The Georgia General Assembly will convene today for the 15th day of its annual forty-day session. We track legislation specific to housing, energy, water and related issues that affect our practice. Here’s a list of what we’re watching…
House Bills & Resolutions
HR 4 – Georgia-Tennessee Boundary Dispute
HB 23 – Carbon Monoxide Detectors in Schools
HB 49 – Foreclosure Resuce Fraud Prevention Act
HB 69 – Amount Payable for Property at Redemption
HB 127 – Hazardous Waste Trust Fund Appropriation
HB 128 – Georgia Downtown Renaissance Investment Tax Credit
HB 136 – Coal Combustion Waste Storage and Disposal
HB 142 – Ethics Reform: Caps on Gifts from Lobbyists
HB 143 – Ethics Reform: Campaign Contributions Disclosure
HB 159 – Property Tax Not to Include Non-Tax Fees
HB 160 – Vacant & Foreclosed Real Property Registries
HR 174 – Study Committee for Atlanta-Savannah High-Speed Rail
HB 188 – Provide Licensure for Certain Military Certifications
HB 267 – Change Nuclear Plant Cost Recovery Calculation
Senate Bills & Resolutions
SB 73 – Anti-T-SPLOST Penalty
SB 89 – Carbon Monoxide Detectors in Schools
SB 123 – General Provisions of Foreclosures
SB 125 – Land Owner Duty to Trespasser
What We Expect
We’re looking for legislation proposing the licensing of Roofing & Sheet Metal work. A similar bill was introduced in the last session.
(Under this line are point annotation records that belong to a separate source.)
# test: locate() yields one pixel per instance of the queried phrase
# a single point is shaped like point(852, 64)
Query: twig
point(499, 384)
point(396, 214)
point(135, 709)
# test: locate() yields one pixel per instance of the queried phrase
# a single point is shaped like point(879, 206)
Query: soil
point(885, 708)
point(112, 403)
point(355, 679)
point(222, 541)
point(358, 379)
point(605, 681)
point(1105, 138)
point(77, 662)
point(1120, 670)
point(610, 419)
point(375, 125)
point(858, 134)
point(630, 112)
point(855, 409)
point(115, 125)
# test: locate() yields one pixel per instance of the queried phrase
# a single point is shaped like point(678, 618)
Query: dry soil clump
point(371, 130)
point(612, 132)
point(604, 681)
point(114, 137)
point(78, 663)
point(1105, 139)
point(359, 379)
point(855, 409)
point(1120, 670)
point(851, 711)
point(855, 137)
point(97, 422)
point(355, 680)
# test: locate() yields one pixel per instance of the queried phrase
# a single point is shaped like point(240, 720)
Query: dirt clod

Most professional license boards have been monitoring the efforts of the Georgia Secretary of State to streamline the operations of the PLB (professional licensing boards) division by changing its structure and delegating responsibility away from the boards. SB 445 was withdrawn in the last session and we’re not aware of any legislation yet in this session.
The Flint River Drought Protection Act will probably be reconsidered during this session. The purpose of the act is to maintain in-stream flows during drought by paying farmers to take acres out of production (thus reducing the demand for water). With the current budget shortfalls, funding will be a significant challenge.
Legislation in the Georgia General Assembly must leave its chamber of origin (the chamber in which it was introduced – either the House or the Senate) by the 30th day of the session (called the “crossover day”) to be considered by the other chamber. The session is forty days long so that leaves ten days to take action on any legislation that hasn’t already passed both houses.
The Assembly doesn’t meet on a set schedule – lawmakers can choose not to convene if they need more time to meet in committee to work on legislation. You can refer to the Georgia General Assembly website to find calendars, legislation, contacts and other helpful information.